Two cowboys from New Mexico go to New York City to locate a friend who might be involved in a human trafficking scheme.
Sonny (Kiefer Sutherland) and Pepper (Woody Harrelson) have been friends for life, but a recent turn of events has made them uneasy allies. Their lives in New Mexico consist of rodeos, romancing married women, and competing in tournaments, but when a friend of theirs – an old Cuban codger whose daughter has been human trafficked to New York City – disappears without a trace while trying to rescue his daughter, Sonny and Pepper reluctantly team up once again to try to find their old pal, and maybe get a lead on where his daughter might be. When they get to New York, they find resistance at every turn – especially from a nightclub owner (played by Dylan McDermott) and sweatshop factory overlord – when they start asking questions. These guys aren’t just fish out of water, they’re cowboys rustling up dust in someone else’s backyard. They get into all sorts of trouble when they realize their friend was murdered (no surprise by whom), and with some help from a horse-riding police officer (played by Ernie Hudson) these rascals are going to show The Big Apple “the cowboy way” of getting things done!
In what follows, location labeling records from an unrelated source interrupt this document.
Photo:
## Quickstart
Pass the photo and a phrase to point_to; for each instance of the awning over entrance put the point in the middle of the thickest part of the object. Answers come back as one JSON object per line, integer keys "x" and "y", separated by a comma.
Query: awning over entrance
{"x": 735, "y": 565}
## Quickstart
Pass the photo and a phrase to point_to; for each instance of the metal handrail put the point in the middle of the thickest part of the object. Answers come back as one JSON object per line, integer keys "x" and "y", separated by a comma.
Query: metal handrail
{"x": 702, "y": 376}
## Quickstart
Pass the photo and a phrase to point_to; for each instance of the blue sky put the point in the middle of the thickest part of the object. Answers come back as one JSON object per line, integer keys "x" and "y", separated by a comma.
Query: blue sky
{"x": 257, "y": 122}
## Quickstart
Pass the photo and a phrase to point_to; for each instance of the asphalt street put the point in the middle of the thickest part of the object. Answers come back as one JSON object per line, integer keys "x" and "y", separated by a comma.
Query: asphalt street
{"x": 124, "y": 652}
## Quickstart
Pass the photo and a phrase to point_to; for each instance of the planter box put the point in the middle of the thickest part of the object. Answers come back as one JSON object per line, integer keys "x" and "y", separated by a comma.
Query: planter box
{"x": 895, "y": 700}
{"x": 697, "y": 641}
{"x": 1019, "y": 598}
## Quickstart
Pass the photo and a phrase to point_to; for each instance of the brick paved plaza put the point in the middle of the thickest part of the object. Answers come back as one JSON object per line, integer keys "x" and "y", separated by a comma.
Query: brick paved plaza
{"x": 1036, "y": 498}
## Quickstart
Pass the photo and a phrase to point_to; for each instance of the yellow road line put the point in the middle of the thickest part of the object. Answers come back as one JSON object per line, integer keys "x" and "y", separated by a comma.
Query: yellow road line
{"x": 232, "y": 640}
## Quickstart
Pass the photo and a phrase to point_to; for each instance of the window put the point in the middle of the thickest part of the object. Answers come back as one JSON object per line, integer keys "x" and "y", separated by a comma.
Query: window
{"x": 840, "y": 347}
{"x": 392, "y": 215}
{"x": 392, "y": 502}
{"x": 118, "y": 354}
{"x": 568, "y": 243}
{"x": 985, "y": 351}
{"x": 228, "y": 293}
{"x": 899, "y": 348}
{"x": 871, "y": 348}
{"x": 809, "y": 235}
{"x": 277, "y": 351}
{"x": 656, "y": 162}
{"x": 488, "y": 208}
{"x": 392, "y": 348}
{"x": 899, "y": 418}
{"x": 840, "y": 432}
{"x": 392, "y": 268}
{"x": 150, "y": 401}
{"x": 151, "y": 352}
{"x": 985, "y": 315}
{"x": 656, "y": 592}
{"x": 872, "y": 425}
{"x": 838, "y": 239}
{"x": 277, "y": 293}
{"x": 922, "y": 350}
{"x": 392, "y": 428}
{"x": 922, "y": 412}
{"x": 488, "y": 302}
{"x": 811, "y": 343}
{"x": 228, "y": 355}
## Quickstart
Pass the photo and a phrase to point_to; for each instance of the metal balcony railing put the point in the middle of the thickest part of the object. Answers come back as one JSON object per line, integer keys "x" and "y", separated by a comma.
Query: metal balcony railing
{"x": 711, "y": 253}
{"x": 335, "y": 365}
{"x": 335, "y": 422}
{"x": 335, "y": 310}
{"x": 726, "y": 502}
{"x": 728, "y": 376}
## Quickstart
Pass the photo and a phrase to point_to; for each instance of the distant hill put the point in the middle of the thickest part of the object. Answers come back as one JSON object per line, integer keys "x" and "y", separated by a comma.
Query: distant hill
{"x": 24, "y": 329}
Released in the summer season of 1994 by Universal from producer Brian Grazer, The Cowboy Way is a slight comedy action film in the vein of Crocodile Dundee, but even in 1994 it felt outdated and unremarkable. It’s a fun movie simply because Harrelson and Sutherland play well against each other and made a good on-screen team, but feels more or less like a direct-to-video movie now. In saying that, it makes me wonder why Universal hasn’t made a DTV sequel like they do with so many of their properties. I mean, heck, they even recently made a DTV sequel to Bulletproof! I saw this film theatrically in ’94, so it has a little nostalgia factor going for it on my end, but I suppose if you’re looking for something completely unsophisticated with two appealing stars it may be a fun viewing experience for you. Directed by John Badham protégé Gregg Champion.
Mill Creek’s new Blu-ray edition of The Cowboy Way comes to HD for the first time on disc, and truth be said, I found the transfer to be about on par with Universal’s DVD edition from close to two decades ago. There was a lack of clarity and sharpness to the transfer, and it could have used a bit of restoring. No special features are included.